A common question asked is what is considered as junk mail. The answer is generally anything that is aimed to promote or advertise a product or service. However, this is generally extended towards charities as well despite not promoting any product or a service for gain. Utility service, government and emergency notices are, of course, exempt from being classified as junk mail. What is interesting is that electoral campaign leaflets are not classified as junk mail; however, there is an element of personal gain with respect to the candidate in question. Another interesting observation for me is when I come across those signs only accepting official post; for example, Posted Letters Only, GPO Post Only, Official Post Only and so on. This suggests to me that it is okay to send out advertising material if you send it by post; the bizarre notion that, because you paid postage, it somehow becomes acceptable. Maybe some of us just don’t like strangers tampering with our mailboxes!

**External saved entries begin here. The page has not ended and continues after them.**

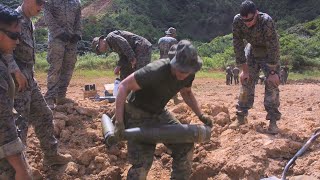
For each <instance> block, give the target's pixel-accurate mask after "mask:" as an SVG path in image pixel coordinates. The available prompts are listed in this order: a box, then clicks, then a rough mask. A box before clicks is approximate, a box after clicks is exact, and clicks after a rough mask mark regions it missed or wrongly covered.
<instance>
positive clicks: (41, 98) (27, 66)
mask: <svg viewBox="0 0 320 180" xmlns="http://www.w3.org/2000/svg"><path fill="white" fill-rule="evenodd" d="M17 11H18V12H20V13H21V14H23V12H22V8H21V6H20V7H18V8H17ZM21 33H22V34H21V37H20V43H19V44H18V45H17V47H16V49H15V50H14V53H13V54H14V55H13V58H12V57H11V58H10V57H8V58H7V59H6V60H7V62H8V64H10V67H11V68H13V69H17V68H19V69H20V71H21V72H22V73H23V74H24V76H25V77H26V78H27V81H28V86H29V87H28V88H27V89H26V90H25V91H22V92H16V94H15V101H14V108H15V109H16V111H17V112H18V113H19V114H20V115H21V116H22V120H21V121H19V124H18V127H19V129H20V130H21V139H22V141H23V142H24V144H26V141H27V133H28V126H29V123H30V124H32V125H33V126H34V129H35V133H36V135H37V137H38V138H39V140H40V146H41V148H42V150H43V151H44V153H45V154H46V155H54V154H56V153H57V140H56V138H55V137H54V130H53V115H52V111H51V110H50V108H49V107H48V105H47V103H46V101H45V99H44V97H43V96H42V94H41V90H40V87H39V85H38V83H37V81H36V80H35V78H34V69H33V67H34V63H35V41H34V36H33V25H32V22H31V20H30V19H29V18H27V17H26V16H23V19H22V23H21ZM15 63H16V64H17V65H18V66H15V65H14V64H15Z"/></svg>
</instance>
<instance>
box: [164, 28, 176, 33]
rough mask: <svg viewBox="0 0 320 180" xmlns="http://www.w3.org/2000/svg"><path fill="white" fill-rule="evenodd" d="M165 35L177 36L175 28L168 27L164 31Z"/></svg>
mask: <svg viewBox="0 0 320 180" xmlns="http://www.w3.org/2000/svg"><path fill="white" fill-rule="evenodd" d="M165 33H166V34H167V35H172V34H177V30H176V28H173V27H170V28H169V29H168V30H167V31H165Z"/></svg>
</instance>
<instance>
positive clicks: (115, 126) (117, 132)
mask: <svg viewBox="0 0 320 180" xmlns="http://www.w3.org/2000/svg"><path fill="white" fill-rule="evenodd" d="M124 129H125V127H124V123H123V122H119V121H117V120H116V121H115V127H114V135H115V137H116V138H117V139H122V138H123V132H124Z"/></svg>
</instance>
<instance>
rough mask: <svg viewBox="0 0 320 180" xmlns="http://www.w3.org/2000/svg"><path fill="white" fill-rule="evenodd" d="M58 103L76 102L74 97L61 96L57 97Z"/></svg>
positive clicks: (63, 103)
mask: <svg viewBox="0 0 320 180" xmlns="http://www.w3.org/2000/svg"><path fill="white" fill-rule="evenodd" d="M56 102H57V105H63V104H66V103H73V104H75V103H76V102H75V101H74V100H72V99H69V98H66V97H59V98H57V99H56Z"/></svg>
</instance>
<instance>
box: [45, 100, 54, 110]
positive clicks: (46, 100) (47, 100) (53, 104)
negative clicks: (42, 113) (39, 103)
mask: <svg viewBox="0 0 320 180" xmlns="http://www.w3.org/2000/svg"><path fill="white" fill-rule="evenodd" d="M46 102H47V104H48V106H49V108H50V109H51V110H54V99H46Z"/></svg>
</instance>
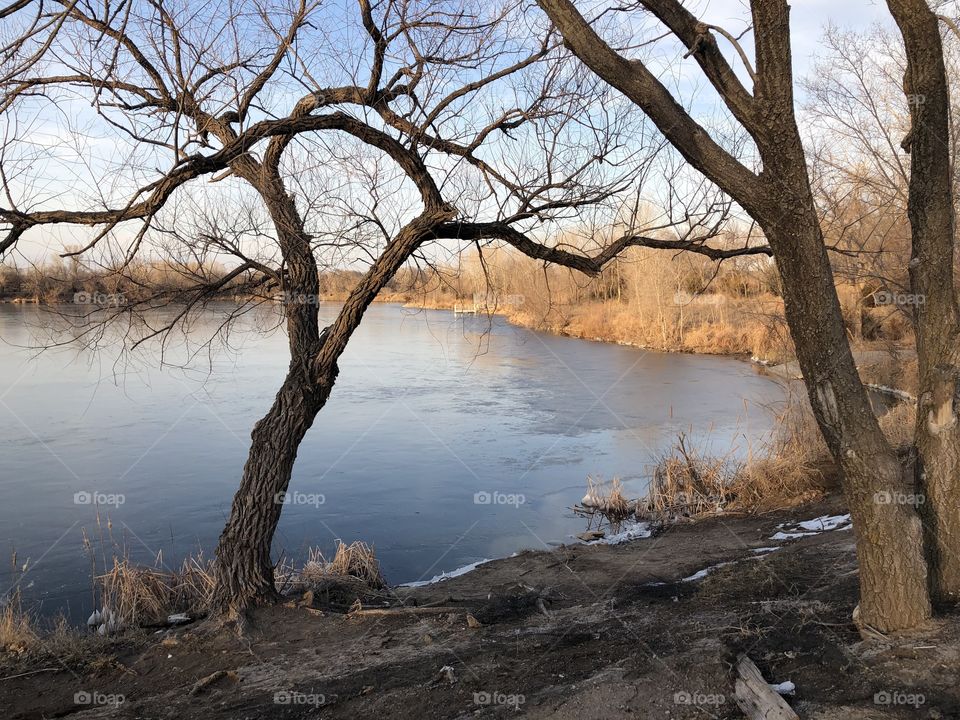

Love it or hate it, junk mail will always exist. Many of us dream of a paperless future, but the reality is a practical balance of using as little physical material as possible to complement ways of advertising through electronic means. Remember that most businesses are a long way off before becoming fully paperless!
Small local businesses are an important asset to many of our neighbourhoods. I’ve discovered many small household businesses in residential areas during my extensive walks through the neighbourhoods: accountants, hair salons, pet grooming, alternative therapy clinics, furniture restoration, tradesman and many more. Within these neighbourhoods are small commercial enclaves sporting takeaways, general stores and grocery marts. All these businesses rely on business from their immediate surroundings. For those living in these communities, it is often tragic when these businesses fold. Driving by a deserted premise in one of these small commercial enclaves is not a welcoming sign. For these businesses, by far the most effective method is the humble and hated junk mail drop.